A Sermon for Sunday, 22nd September 2024
“If anyone wants to be first, he must be the very last, and the servant of all.” Mark 9:35
Crow, Ted Hughes’ collection of poems, asks the question, “what is stronger than death?”
The answer in the poem, from someone who had survived the death of another is, “it seems I am.”
Stronger for the moment, at least, Ted Hughes himself died in 1998. His question, though, is one of those questions that pulls us up, that challenges us to see ourselves in perspective.
Human humility is a hard lesson. Our society tells us to strive to succeed; to work hard; to get on; to make something of ourselves; yet ultimately it is all of no avail. In the end we share the same ending.
Jesus goes to the heart of the problem in his conversation with his disciples in the Gospel reading. The disciples had been arguing about which of them was going to get on; which was going to be successful, be of standing in the community, be well known, be a person others recognized in the street. Given their background in Galilee, their exchanges were probably robust.
When they reach Capernaum, they are confronted with reality. “What were you arguing about on the road?” asks Jesus.
They feel silly and embarrassed about their argument. Their ambitions seem petty and trivial when they are faced with Jesus.
What was Jesus’ mood? Anger, frustration, disappointment?

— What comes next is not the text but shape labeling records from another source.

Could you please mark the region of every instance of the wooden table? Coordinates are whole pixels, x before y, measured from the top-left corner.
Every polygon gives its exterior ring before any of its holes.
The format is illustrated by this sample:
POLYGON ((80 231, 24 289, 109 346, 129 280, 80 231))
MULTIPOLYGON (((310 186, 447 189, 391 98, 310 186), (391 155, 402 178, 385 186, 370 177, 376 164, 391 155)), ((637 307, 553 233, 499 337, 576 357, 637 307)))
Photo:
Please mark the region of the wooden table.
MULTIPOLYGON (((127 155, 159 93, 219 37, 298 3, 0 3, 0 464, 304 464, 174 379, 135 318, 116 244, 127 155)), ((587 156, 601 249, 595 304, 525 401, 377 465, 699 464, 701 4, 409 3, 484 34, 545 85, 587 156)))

He sits down. Is he feeling tired and weary with this obtuse group of followers or does he want time to emphasise what he is going to say? He calls his friends to gather around and listen, “Whoever wants to be first must be last of all and servant of all.”
Watch what happens next.
“He took a little child and put it among them; and taking it in his arms, he said to them, “Whoever welcomes one such child in my name welcomes me”.
Children were not regarded then as they are now. Before Victorian times, children were simply people who had not reached adulthood. They were economically unproductive; they were too small for military service; they had few of the skills necessary to help run a house—they were simply unimportant, yet, for Jesus, they are the most important.

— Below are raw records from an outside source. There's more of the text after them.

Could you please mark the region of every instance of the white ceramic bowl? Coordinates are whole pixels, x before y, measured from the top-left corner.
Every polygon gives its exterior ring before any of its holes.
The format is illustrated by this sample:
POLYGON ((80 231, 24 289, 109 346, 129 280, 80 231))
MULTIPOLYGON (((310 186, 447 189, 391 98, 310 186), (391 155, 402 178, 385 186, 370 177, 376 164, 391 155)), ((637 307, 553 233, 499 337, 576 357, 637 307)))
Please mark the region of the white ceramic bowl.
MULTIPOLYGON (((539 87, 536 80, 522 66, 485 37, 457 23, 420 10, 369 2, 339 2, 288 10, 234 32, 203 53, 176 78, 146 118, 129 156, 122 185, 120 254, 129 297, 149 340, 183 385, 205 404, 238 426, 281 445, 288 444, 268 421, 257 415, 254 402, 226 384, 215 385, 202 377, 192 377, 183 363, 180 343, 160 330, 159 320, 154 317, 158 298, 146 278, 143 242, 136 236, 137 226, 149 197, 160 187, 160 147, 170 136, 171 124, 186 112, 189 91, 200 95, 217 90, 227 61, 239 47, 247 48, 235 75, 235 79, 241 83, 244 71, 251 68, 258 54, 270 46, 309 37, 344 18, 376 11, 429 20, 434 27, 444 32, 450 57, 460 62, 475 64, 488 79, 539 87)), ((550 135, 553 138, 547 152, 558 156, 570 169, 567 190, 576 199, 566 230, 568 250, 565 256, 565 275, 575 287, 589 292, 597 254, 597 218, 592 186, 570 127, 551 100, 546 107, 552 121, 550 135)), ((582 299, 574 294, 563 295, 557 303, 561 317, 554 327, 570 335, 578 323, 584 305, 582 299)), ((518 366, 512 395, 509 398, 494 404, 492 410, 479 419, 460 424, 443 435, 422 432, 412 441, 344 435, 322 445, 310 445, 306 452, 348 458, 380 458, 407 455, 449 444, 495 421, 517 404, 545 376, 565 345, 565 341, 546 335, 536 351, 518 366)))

For centuries, the church has tried to avoid this fundamental piece of Jesus’ of Jesus’ teaching. Welcome the children because they are the ones with the right perspective on their own importance. They know there is always someone greater and bigger and more powerful than they; the vanity of adults is not an option.

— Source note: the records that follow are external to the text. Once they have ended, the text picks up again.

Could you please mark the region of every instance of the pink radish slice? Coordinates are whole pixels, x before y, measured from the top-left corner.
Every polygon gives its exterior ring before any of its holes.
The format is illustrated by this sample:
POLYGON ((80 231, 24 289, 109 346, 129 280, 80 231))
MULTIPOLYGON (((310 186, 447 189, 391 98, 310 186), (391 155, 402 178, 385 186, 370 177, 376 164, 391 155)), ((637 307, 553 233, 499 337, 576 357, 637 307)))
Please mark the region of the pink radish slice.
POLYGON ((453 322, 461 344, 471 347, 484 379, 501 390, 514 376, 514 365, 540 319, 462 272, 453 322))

Welcome the children because children are the ones with the right perspective on time. A year away, a month away, these terms are meaningless when you are young, everything might have changed by then; life is for living here and now. Welcome the children because their perception of God has not been clouded over by adult notions.
The church has lost sight of this Jesus. Sometimes, it has forgotten completely the things Jesus said.
Sitting there Jesus has emphasised, even laboured, what he says to the disciples. He wishes to leave no room for misunderstanding. Reflecting on the church today, he must wonder if church leaders take the slightest notice of what he said.
The little child set amongst the disciples had no sense of ambition, no desire for gain and success, none of the vanity that so possessed its elders. The child’s perspective was the right one because it is the real one. Ultimately, all human ambition and fame are wiped out because every life comes to an end.
No matter how much we have, no matter how far we go, no matter how important we become, no matter who is the greatest, there is no avoiding one single reality, that this life comes to an end. The only person who is stronger than death is Jesus.
Only the child standing in the middle of the circle has the wisdom to see things as they are.
“If anyone wants to be first, he must be the very last, and the servant of all.” Being the last, being the servant, means seeing life in perspective. It means seeing the end of life, and being able to see beyond that end.